The negotiations have been stalled since March amid sharp differences between Tehran and Washington on the U.S. sanctions that would be lifted in exchange for Iran’s return to full compliance with the agreed limits to its nuclear activities.
Iran’s President Ebrahim Raisi visited Moscow in January, and said he had presented his counterpart Vladimir Putin with draft documents on strategic cooperation that would cement collaboration for the next two decades.
In late May, Russian Deputy Prime Minister Alexander Novak visited Tehran at the head of a large delegation after Russia’s operation in Ukraine sent global oil and gas prices soaring.
Meanwhile, new official figures from China show its oil imports from Russia soared, displacing Saudi Arabia as top supplier, while purchase of Iranian oil continued.

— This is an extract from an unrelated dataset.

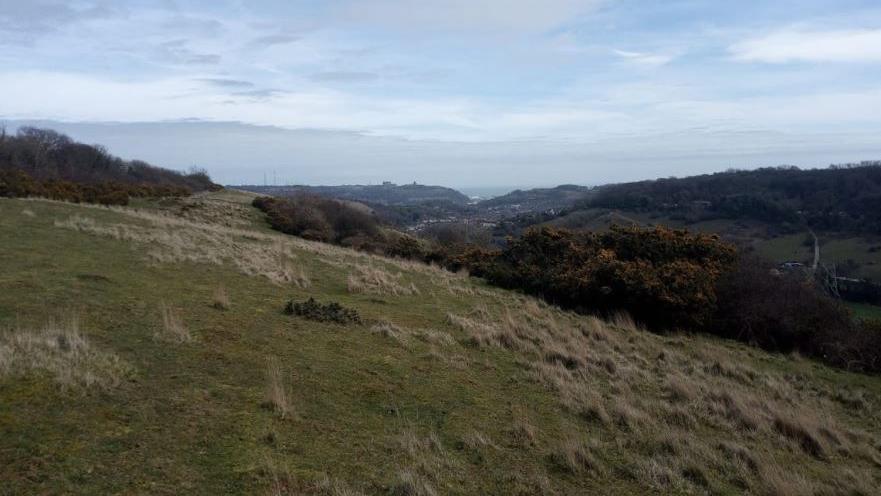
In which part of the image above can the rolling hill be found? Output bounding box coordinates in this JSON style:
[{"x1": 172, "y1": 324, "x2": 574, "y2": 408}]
[{"x1": 0, "y1": 190, "x2": 881, "y2": 495}]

Imports of Russian oil, including supplies pumped via the East Siberia Pacific Ocean pipeline and seaborne shipments from Russia’s European and Far Eastern ports, totaled nearly 8.42 million tonnes, according to data from the Chinese General Administration of Customs.
That’s equivalent to roughly 1.98 million barrels per day (bpd) and up a quarter from 1.59 million bpd in April.
Customs data released on Monday also showed China imported 260,000 tonnes of Iranian crude oil last month, its third shipment of Iran oil since last December.
Despite U.S. sanctions on Iran, China has kept taking Iranian oil. The import levels are roughly equivalent to 7% of China’s total crude oil imports.
Previously Western reports had claimed that Iranian shipments to China had dropped by as much as 50 percent in May due to Russian competition, but the official Chinese figures, which show only a part of imports from Iran, do not indicate a drop.